# Jobi Raffle's surprise



## chigarden (Feb 26, 2011)

We knew Raffle (Jobi Ace +B x SG Jobi Amell 7*M) was due this weekend, but the surprise was she had a single buckling 

We were guessing twins, maybe smaller triplets (she had triplets her first freshening) but nope, our biggest ND kid to date. This "little" guy weighed 3.8lbs at birth ! Thankfully Raffle had no problems and both are doing GREAT:leap:


----------



## ksalvagno (Oct 6, 2009)

What cool markings on his face! Congrats!


----------



## TrinityRanch (Mar 26, 2013)

He looks like he's in negative! Whoa! Congrats to a healthy baby and momma.


----------



## Stephoo (Jul 3, 2013)

Awe he's beautifull !!


----------



## Scottyhorse (Feb 11, 2013)

Oh, how adorable!!! I've seen a ND kid weigh over FIVE lbs before!!!


----------



## lemuckleys (Feb 1, 2013)

How adorable!
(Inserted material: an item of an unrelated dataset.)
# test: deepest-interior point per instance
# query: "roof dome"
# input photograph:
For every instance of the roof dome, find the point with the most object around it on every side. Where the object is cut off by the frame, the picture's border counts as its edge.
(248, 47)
We had our first dwarf Nigerian kid in the spring - a single buckling that weighed 6.45 pounds! I have a girl due any day now, and am hoping for tiny babies this time.


----------



## chigarden (Feb 26, 2011)

OMGOSH ! I can't even imagine a ND kid that big LOL ...


----------



## toth boer goats (Jul 20, 2008)

So cute


----------



## KasKiRanch (May 10, 2013)

Wow! He came out lookin full grown lol. Congrats!


----------



## Skyz84 (Jul 25, 2011)

Pretty baby!!

They love to keep us guessing on the number of kids 

Congrats on the cutie!


----------



## rhodalee (Feb 11, 2013)

He is a real cutie love his face


----------



## Pygmygoatluver (Feb 26, 2013)

I love the 3rd pic! He's adorable!


----------



## chigarden (Feb 26, 2011)

*New Pics of Kid Hunk*

He is growing "like a weed" as they say and being chased around by little new half sister LOL


----------



## pygmylover121 (Aug 13, 2013)

Omg so cute!


----------



## erica4481 (Mar 26, 2013)

Awwww......he is so hamdsome  congrats!


----------



## HerdQueen (Oct 15, 2012)

Oh gosh look at him! I just wanna smooch him!


----------